His playing weight stayed roughly the same throughout his long career. He drank little and never smoked. A strict diet in his later seasons helped keep him in shape. He’d eat eggs rather than steak on a game day.
“I feel stuffy if I have a steak,” he explained. “I feel I play better with eggs.”
He liked to work on crossword puzzles and play bridge, and he enjoyed golfing and fishing, although hockey injuries cut his golfing career short.
During his long career, he suffered two serious head injuries, broke a wrist, toe, fingers, ribs and collarbone. He broke his nose at least 14 times, had a hernia, surgery on both knees and took more than 300 stitches to his face.
Howe didn’t miss any games the year he broke the wrist. He just wore a cast and shot left-handed.
“I only had three teeth knocked out in my career and, oddly enough, it was in the first game I played,” he was quoted in an autobiography. “After that, someone had to come through lumber to get to my mouth.”
He worked briefly as director of player development in Hartford after retiring as a player.
He was involved in a variety of ventures after leaving the Red Wings. He was a sports adviser for the Eaton’s department store chain, did promotion work for a Detroit car company, had a financial interest in a ranch, co-owned a string of hockey schools, sold insurance at one time, with his wife pushed products for an international mail-order firm, and the family business Power Play International continued to grow.
Reflecting Colleen Howe’s significant role as the business manager, the two were inducted together into the United States Hockey Hall of Fame.
In February 2005, Saskatoon named the street in front of the city’s largest arena Mr. Hockey Gordie Howe Lane. In June 2010, Mr. Hockey became Dr. Hockey when Howe received an honorary Doctor of Laws degree from the University of Saskatchewan in Saskatoon.
In 1998, he had double knee replacement. In 1999, he had surgery to remove a cancerous spot on his left shin at the Ohio hospital where son Murray was head of radiology.

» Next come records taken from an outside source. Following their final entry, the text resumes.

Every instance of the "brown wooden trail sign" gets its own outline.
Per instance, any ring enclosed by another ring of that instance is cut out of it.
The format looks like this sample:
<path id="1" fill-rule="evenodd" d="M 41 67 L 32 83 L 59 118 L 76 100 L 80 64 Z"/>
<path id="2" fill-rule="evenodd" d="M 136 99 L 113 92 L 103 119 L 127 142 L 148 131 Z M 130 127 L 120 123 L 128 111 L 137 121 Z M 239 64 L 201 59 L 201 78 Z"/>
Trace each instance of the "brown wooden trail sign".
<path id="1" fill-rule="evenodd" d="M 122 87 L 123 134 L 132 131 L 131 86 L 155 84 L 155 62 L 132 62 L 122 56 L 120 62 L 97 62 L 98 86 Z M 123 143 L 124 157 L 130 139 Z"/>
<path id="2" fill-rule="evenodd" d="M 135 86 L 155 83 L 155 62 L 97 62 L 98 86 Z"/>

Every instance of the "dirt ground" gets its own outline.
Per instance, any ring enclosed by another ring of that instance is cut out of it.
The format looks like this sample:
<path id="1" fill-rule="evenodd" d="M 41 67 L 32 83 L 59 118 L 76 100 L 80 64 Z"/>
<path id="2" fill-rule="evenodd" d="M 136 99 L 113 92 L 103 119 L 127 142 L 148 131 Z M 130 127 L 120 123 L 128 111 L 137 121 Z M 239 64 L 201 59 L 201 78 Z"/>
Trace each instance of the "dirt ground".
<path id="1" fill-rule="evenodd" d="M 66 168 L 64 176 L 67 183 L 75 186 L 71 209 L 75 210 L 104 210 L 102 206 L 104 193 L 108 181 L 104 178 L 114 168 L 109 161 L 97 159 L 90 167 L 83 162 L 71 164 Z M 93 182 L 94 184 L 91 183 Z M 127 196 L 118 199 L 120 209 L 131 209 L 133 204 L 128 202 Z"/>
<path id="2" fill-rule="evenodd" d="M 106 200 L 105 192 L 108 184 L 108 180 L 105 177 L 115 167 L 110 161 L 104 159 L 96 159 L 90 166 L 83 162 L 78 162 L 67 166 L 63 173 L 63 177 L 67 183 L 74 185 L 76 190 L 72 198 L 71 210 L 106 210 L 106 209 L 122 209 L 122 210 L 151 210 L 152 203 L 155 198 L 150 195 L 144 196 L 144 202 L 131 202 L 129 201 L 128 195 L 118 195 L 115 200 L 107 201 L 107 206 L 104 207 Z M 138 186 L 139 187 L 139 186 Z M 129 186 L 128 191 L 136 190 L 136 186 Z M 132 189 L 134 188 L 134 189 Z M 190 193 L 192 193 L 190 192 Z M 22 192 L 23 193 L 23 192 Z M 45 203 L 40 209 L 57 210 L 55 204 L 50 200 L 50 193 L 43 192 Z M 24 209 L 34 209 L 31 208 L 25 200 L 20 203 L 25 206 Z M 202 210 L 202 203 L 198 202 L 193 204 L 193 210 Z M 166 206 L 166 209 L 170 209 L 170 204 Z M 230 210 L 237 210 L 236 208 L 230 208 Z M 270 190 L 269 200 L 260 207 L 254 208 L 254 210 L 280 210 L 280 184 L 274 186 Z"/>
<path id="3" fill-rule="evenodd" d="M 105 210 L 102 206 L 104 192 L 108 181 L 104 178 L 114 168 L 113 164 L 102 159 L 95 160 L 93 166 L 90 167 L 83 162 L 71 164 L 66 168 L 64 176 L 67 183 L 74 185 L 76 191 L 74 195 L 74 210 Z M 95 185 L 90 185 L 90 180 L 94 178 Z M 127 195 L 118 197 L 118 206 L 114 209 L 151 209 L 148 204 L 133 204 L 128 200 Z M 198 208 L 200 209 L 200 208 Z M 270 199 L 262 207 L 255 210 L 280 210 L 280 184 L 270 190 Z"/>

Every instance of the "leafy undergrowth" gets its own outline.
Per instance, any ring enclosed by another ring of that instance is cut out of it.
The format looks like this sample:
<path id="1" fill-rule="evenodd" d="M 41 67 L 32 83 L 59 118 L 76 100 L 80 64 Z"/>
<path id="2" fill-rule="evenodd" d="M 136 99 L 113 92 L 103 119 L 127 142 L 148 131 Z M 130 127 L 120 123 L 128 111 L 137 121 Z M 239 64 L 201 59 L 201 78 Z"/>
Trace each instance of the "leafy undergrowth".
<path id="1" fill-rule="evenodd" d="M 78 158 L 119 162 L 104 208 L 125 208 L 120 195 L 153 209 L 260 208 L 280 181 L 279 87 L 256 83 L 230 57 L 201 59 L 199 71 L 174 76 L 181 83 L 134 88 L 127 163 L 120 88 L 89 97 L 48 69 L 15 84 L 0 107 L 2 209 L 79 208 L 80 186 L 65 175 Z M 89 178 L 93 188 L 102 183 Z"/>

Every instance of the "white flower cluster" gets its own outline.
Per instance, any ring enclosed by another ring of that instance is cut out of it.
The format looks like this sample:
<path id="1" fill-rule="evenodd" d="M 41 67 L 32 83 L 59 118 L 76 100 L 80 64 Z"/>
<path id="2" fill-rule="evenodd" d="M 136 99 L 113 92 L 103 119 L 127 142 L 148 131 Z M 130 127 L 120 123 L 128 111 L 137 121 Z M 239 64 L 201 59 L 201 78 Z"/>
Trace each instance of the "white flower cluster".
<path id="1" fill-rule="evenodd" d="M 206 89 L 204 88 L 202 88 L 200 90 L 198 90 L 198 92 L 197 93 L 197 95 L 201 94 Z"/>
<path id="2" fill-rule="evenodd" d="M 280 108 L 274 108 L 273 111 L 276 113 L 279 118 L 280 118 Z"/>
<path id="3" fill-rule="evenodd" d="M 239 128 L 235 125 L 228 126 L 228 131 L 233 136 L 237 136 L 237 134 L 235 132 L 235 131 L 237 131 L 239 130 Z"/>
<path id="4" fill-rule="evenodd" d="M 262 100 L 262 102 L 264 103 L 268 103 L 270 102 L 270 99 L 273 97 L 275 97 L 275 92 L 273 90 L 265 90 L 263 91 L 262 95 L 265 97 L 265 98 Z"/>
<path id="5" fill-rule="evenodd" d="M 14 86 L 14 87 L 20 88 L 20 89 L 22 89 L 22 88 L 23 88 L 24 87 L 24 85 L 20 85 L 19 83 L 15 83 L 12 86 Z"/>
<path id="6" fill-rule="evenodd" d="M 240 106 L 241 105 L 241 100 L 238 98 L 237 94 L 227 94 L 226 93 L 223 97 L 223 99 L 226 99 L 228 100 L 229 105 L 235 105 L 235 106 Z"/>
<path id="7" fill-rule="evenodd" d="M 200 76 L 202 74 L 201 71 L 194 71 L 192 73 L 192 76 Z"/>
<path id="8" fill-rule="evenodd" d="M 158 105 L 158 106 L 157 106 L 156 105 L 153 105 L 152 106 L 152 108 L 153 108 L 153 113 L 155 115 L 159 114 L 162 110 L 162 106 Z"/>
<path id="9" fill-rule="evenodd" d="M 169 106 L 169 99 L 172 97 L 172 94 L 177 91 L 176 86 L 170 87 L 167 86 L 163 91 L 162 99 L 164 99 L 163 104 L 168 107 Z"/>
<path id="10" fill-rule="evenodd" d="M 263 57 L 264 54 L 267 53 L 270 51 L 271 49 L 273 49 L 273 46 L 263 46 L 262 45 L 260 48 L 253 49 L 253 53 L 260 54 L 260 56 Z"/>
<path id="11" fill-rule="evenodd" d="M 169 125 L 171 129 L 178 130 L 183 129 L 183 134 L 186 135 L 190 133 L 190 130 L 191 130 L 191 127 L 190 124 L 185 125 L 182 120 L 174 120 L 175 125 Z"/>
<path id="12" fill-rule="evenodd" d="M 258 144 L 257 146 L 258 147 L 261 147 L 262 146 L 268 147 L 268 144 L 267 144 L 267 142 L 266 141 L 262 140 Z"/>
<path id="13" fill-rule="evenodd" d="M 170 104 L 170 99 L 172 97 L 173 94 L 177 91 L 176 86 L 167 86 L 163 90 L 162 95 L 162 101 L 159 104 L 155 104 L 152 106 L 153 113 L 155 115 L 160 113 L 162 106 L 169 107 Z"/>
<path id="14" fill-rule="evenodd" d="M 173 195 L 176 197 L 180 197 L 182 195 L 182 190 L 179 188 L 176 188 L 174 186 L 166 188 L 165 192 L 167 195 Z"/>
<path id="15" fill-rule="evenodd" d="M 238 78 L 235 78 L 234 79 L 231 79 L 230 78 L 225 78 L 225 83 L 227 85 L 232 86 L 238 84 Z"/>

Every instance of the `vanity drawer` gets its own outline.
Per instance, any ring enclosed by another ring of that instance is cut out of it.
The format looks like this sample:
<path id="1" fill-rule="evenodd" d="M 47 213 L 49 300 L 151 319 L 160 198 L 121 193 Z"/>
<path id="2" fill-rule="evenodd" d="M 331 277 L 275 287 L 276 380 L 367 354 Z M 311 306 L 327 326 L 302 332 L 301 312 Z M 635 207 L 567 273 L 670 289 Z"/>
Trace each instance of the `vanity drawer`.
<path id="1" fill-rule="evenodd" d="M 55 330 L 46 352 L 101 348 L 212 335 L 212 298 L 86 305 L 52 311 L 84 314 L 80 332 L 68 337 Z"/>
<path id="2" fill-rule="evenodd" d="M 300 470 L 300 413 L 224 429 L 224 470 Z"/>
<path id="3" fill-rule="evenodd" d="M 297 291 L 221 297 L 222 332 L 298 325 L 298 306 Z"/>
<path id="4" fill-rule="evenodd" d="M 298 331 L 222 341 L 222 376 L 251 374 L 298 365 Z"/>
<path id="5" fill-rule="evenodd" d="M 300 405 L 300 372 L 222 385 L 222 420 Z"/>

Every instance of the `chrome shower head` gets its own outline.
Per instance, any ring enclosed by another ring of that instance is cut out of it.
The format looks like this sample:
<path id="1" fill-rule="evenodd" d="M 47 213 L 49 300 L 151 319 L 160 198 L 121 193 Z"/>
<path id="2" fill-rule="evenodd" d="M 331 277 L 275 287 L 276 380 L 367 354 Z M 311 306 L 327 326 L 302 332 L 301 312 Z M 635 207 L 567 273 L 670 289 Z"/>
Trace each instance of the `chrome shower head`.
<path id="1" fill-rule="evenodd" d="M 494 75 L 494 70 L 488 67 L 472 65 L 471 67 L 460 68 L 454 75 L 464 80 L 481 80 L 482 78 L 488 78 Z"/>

He had some heart problems in 2003. An irregular heartbeat was diagnosed and angioplasty was performed on the right coronary artery to relieve a blockage. In October 2014, he suffered a stroke.
Howe lived with his children in later life, rotating through the family.
“His greater accomplishments are what he’s done as a father and as a friend and as a grandfather,” said daughter Cathleen in a Howe biography.
“As good as Gordie was on the ice,” said Orr, “he has surpassed that off the ice as a human being.”